One of the ways to implement the adaptive engine 310 is to use a genetic algorithm. A general implementation of a genetic algorithm is shown in Fig. 4. The genetic algorithm simulates the evolution of a population over time. With respect to the present case, the evolution is the development of the adaptation over time. Note, however, that the various stages of the genetic algorithm can be regarded as an instance of the internal units of the adaptive engine 310, as shown in Fig. 3. In particular, blocks 620, 630, and 640 of Fig. 4 are can be included within the analyzer 445 of Fig. 3. Similarly, the termination decision block 650 is included within the experiment governor 450 of Fig. 3.
In order to apply a genetic algorithm, each instance (in our case, the collection of rules applied to an interaction within one of the terminals Ti-Tn) is represented as a single vector of all the parameters values. This is equivalent to a chromozome of a live creature within the population. The entire population is therefore a collection of vectors.
In stage 610, the initial rules are defined, and this is the beginning stage of the learning algorithm. The set of vectors of the initial population is provided into stage 620, where mating of "genes" (the parameter vectors) is performed, and crossovers between the vector parts within each pair are carried out. The crossover process mimics the chromosome formation process from to genes. The result of the mating and crossover stage 620 is a possible set of new vectors. This set is further modified in the mutation stage 630, where parameters may be altered randomly within the allowed boundaries as define by the boundary editor 330 of Fig. 3. This mimics the generation of mutations in nature where some genes are arbitrarily modified. This process yields a suggested new population, in our case a set of candidate vectors. In the selection stage 640, successful vectors are selected. The success criteria is defined by a success function, which mimics the selection of a best-fit in nature. The success function defines the optimization goal. This directs the search for the optimal point within the search space defined by the boundary editor. In order to apply the success function, observation information is required. This is typically gathered by the collector module 440, which associates with each interaction the rules that were applicable and the performance information, and then stored in the experiment recording database 480.

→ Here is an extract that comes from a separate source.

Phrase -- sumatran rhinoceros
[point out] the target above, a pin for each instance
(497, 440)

As said before, the optimization process or search is guided by the optimization criteria. The required parameters for evaluating the optimization criteria are collected from the interactions by means of the input interface 430 of Fig. 3. Based on this information, various success functions can be defined. The following is an example of a success function skeleton:
Figure imgf000019_0001
The function is defined in this example as the sum of the product of the coefficient and importance of each row of the table. In this example, the success function is: 2/(3*time) + 0.5 * Revenue * Revenue.

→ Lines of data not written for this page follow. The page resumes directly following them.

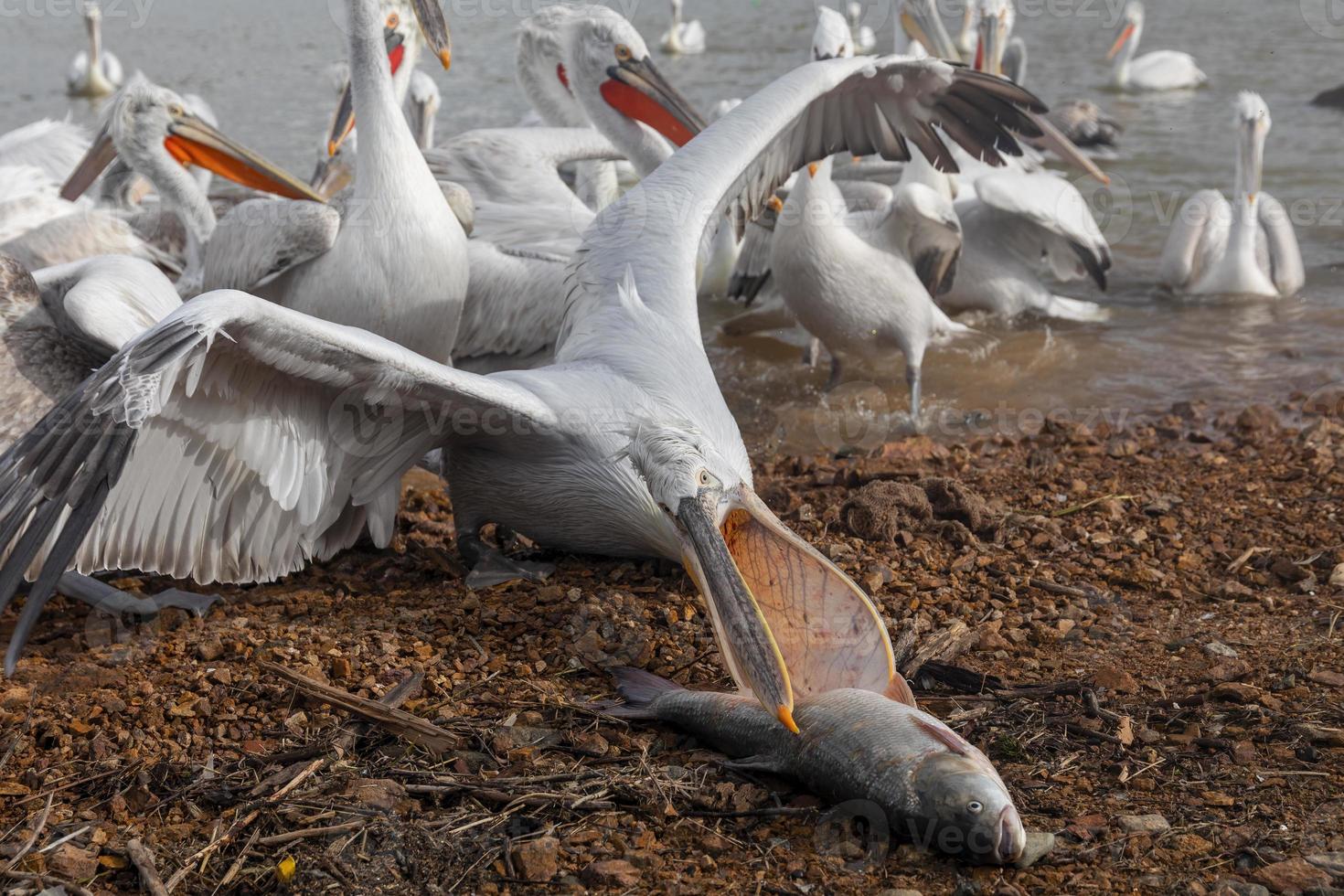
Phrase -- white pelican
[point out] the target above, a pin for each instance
(56, 325)
(151, 129)
(1015, 225)
(683, 37)
(249, 452)
(94, 71)
(422, 101)
(1246, 246)
(862, 281)
(860, 34)
(1160, 70)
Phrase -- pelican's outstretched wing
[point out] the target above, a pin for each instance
(859, 106)
(233, 443)
(262, 238)
(1069, 234)
(1191, 237)
(1285, 258)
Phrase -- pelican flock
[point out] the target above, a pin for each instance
(229, 384)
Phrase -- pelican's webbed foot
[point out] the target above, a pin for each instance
(491, 567)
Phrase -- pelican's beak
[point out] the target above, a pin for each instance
(788, 621)
(429, 14)
(331, 176)
(638, 91)
(197, 143)
(1125, 34)
(345, 120)
(923, 23)
(91, 166)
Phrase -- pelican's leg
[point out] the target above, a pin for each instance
(834, 380)
(108, 600)
(912, 378)
(812, 354)
(491, 567)
(113, 602)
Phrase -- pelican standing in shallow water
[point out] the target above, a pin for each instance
(625, 446)
(1246, 246)
(94, 71)
(683, 37)
(1158, 70)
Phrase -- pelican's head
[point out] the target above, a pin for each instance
(997, 20)
(1131, 26)
(832, 37)
(152, 128)
(603, 53)
(788, 621)
(405, 23)
(921, 22)
(1253, 123)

Fig. 5 is a block diagram illustrating a general structure of a typical Internet based corporate service according to the prior art, which relies on customers (or end users) that use their computers or end-device terminals Ti-Tn, to connect through the Internet 1201 to the corporate web-site 1207. On top or the web-site, the corporate uses a CRM application within layer 1202, (typically the same as the CRM application of Fig. 1) adapted for Internet access, to manage and control all of the customers' interactions. Within, or on top of the CRM of layer 1202, there is a layer of enforcement (management) rules which guarantee that all the customer interactions abide to the same management rules, in a similar manner as the interactions of the agents with the customers in the call center of Fig. 1 abide to the rules.

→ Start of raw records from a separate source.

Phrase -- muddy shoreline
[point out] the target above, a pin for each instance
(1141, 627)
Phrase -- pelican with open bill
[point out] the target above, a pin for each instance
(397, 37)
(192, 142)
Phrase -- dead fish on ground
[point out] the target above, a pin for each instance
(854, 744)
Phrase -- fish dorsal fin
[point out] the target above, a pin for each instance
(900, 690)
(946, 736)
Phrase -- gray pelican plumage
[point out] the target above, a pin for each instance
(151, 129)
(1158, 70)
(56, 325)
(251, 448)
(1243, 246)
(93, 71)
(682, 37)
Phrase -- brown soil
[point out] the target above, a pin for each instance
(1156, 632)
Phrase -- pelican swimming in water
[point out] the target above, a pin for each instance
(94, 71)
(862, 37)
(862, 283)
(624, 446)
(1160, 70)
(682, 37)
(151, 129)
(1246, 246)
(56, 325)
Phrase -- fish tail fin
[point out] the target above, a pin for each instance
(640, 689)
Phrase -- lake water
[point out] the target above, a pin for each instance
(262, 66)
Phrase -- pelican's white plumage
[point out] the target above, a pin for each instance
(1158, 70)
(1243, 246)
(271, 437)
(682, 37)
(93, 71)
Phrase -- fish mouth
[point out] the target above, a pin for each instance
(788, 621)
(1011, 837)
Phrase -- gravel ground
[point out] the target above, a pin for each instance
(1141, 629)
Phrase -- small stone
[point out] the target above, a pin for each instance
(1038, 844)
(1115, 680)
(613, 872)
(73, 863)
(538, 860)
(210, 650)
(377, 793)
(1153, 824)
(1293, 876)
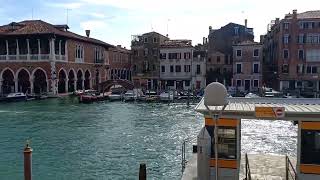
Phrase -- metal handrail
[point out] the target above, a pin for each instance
(290, 170)
(248, 171)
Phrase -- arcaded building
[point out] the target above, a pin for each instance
(38, 57)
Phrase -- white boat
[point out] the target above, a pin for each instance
(251, 95)
(114, 97)
(130, 95)
(16, 97)
(166, 96)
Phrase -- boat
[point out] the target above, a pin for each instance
(14, 97)
(166, 96)
(251, 95)
(130, 95)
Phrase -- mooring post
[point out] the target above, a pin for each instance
(143, 172)
(27, 162)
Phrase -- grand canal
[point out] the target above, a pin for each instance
(109, 140)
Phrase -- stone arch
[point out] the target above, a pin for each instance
(8, 84)
(62, 84)
(87, 79)
(40, 80)
(80, 79)
(23, 78)
(71, 80)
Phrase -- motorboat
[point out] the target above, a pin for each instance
(13, 97)
(130, 95)
(166, 96)
(251, 95)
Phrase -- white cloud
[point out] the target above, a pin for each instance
(73, 5)
(93, 25)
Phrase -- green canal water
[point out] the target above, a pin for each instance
(109, 140)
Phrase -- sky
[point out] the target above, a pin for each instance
(114, 21)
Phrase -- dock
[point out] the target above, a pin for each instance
(262, 166)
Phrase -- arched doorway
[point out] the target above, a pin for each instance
(23, 81)
(62, 81)
(39, 81)
(71, 78)
(79, 79)
(87, 77)
(8, 82)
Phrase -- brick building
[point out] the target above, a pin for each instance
(247, 70)
(38, 57)
(145, 58)
(292, 53)
(120, 63)
(220, 52)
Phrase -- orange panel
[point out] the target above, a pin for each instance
(310, 125)
(222, 122)
(310, 169)
(223, 163)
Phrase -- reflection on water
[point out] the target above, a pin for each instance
(108, 140)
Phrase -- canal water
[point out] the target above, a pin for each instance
(109, 140)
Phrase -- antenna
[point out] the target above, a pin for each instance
(68, 16)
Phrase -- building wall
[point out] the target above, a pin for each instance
(247, 61)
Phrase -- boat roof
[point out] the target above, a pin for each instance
(298, 109)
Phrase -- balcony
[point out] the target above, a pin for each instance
(30, 57)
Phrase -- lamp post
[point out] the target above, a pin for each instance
(215, 94)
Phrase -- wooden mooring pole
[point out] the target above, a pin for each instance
(143, 172)
(27, 162)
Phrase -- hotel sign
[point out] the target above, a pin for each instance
(270, 112)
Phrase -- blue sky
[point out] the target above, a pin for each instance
(114, 21)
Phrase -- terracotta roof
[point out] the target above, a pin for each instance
(40, 27)
(177, 43)
(309, 15)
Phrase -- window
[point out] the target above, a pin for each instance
(310, 146)
(236, 31)
(255, 68)
(238, 68)
(285, 68)
(187, 55)
(163, 56)
(239, 83)
(145, 52)
(198, 69)
(256, 53)
(178, 68)
(98, 55)
(286, 38)
(187, 68)
(314, 70)
(286, 54)
(239, 53)
(301, 38)
(301, 54)
(171, 68)
(187, 82)
(255, 83)
(173, 55)
(227, 143)
(79, 53)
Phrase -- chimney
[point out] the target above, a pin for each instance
(88, 33)
(294, 12)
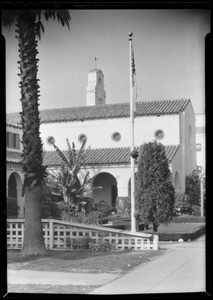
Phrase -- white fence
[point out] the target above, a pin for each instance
(60, 234)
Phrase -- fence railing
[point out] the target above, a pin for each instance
(58, 235)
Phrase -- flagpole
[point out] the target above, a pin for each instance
(133, 220)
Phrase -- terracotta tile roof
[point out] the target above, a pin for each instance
(106, 156)
(14, 157)
(10, 123)
(108, 111)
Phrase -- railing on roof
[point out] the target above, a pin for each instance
(58, 233)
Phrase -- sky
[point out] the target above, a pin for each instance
(169, 48)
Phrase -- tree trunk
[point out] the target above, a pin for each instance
(33, 234)
(34, 171)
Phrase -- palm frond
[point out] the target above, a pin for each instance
(63, 16)
(70, 153)
(79, 158)
(61, 154)
(9, 17)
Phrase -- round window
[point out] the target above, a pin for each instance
(159, 134)
(82, 138)
(116, 136)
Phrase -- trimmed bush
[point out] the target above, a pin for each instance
(188, 219)
(185, 236)
(78, 243)
(12, 207)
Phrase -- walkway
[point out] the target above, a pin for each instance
(181, 269)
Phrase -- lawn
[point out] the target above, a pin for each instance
(119, 262)
(82, 261)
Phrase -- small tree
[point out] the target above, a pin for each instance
(193, 188)
(70, 182)
(49, 207)
(154, 190)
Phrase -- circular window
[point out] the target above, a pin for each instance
(116, 136)
(159, 134)
(82, 138)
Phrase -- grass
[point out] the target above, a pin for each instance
(49, 289)
(119, 262)
(179, 227)
(81, 261)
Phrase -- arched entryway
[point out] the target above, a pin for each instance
(177, 182)
(106, 188)
(129, 185)
(12, 186)
(14, 195)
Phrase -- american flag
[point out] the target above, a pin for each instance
(134, 85)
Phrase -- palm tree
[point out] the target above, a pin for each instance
(29, 29)
(70, 181)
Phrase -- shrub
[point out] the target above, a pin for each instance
(188, 219)
(49, 208)
(102, 245)
(78, 243)
(193, 188)
(12, 207)
(123, 207)
(155, 196)
(185, 236)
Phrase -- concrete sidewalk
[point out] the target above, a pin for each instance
(181, 269)
(58, 278)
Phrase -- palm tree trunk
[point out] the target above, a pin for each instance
(33, 237)
(33, 169)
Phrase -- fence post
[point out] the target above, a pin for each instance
(155, 241)
(51, 234)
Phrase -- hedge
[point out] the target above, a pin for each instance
(188, 219)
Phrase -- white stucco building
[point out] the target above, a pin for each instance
(107, 128)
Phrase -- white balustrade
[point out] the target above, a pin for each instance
(61, 235)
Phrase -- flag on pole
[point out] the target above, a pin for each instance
(134, 85)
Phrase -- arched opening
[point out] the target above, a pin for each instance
(15, 202)
(177, 183)
(129, 185)
(12, 201)
(106, 188)
(12, 187)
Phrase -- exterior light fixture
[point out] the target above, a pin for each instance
(50, 140)
(134, 154)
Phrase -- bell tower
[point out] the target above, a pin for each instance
(95, 88)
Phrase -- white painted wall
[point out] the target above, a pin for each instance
(18, 131)
(201, 139)
(99, 132)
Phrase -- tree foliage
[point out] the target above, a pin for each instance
(70, 182)
(154, 189)
(28, 30)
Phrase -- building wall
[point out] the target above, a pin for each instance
(201, 140)
(12, 129)
(99, 132)
(16, 170)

Fig. 6 shows a Web center according to the present invention, which is provided with an adaptive, self learning module 1001, whose operation is essentially the same as of adaptive, self learning module 1 of Figs. 2, 3, and 4. The adaptive, self learning module 1001 is used for optimizing the rules of the Web site of Fig. 5. The operation and functions of the module elements 1310, 1320, 1330, 1340, and 1350 is the same as of the corresponding
operations and functions of modules 310, 320, 330, 340, and 350. Therefore,
throughout this application, including the claims thereof, when the term
"call center" is used, it should be understood that this term relates also to a
CRM based business application at a CRM center as of Fig. 5, for carrying
out interactions with customers via the Web.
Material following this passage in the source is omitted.